Lead researcher Dr. Carol Kidron, an anthropologist at the University of Haifa, says that this leads to a "knowledge" and presence of the Holocaust that, despite remaining unspoken, contributes to the life experiences and constitutes the personality of the person exposed to it.
During the study, the researchers interviewed 55 children of Holocaust survivors, and found the large majority to reveal that their only knowledge of their parents' Holocaust experiences were transmitted to them via silent, taken-for-granted everyday interpersonal interaction.
According to them, the children were able to get a sense of their parents' experiences through the unspoken.
One recalled hearing a parent's nightly cries. Another remembered wondering about the numbers branded on a parent's arm, and others described watching their parents reminiscing or looking through old photographs or memorabilia.
Contrary to previous studies that suggested that the children of Holocaust survivors suffer effects of posttraumatic stress disorder (PTSD), Dr. Kidron concluded that 80 percent of the interviewees in the current study did not perceive themselves as suffering from such effects.
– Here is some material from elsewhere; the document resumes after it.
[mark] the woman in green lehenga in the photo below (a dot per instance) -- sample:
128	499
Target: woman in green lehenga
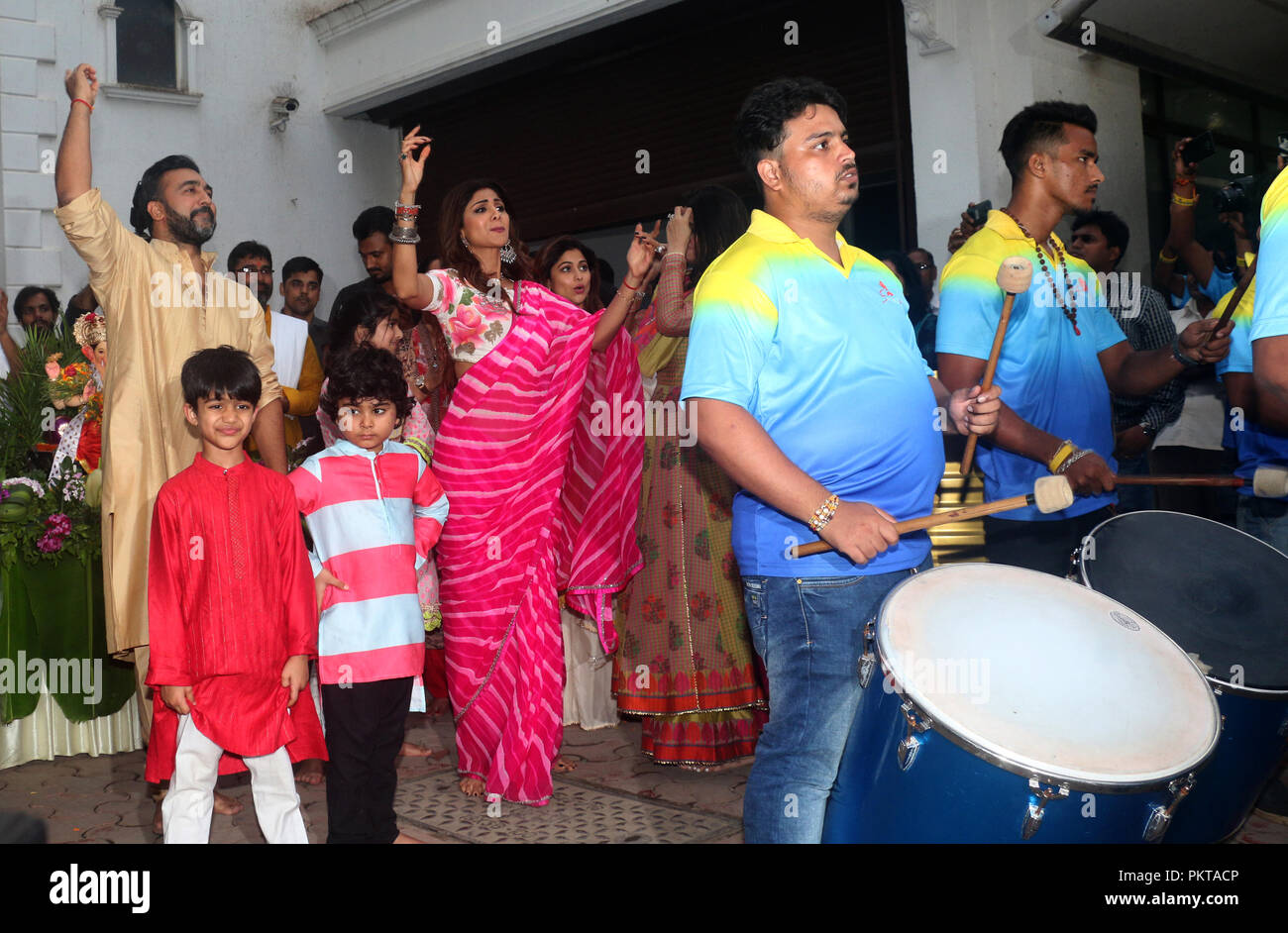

Moreover, the "knowledge", the silent day-to-day presence of Holocaust memories that the descendents of Holocaust survivors gleaned, sufficed: As children, they frequently felt no need to question their parents in depth.
A prominent 95 percent of the interviewees assured that they were not interested in telling the story of their parents' Holocaust experiences in the public domain, or their own.
"By forming an experiential matrix, these silent traces maintain an intimate and nonpathological presence of the Holocaust death-world in the everyday life-world," Dr. Kidron said.
According to the researcher, the findings of this study contrast the common belief that a survivor's silence results in a damaged relationship with his or her children, or in the absence of an inter-generational Holocaust legacy transmitted to the second generation.
It is precisely the presence of the Holocaust past in everyday silent interaction, rather than the vocal transmission of Holocaust testimony or history, that sustains and commemorates the genocidal past in the private familial domain.
The accounts provided by the interviewees in this study "depict the dynamic, normative, and self-imposed silent presence of the Holocaust death-world interwoven with everyday life," and indicate that children's relationships with their survivor parents were equally normative.
Dr. Kidron presented the study at a conference hosted by the University of Haifa.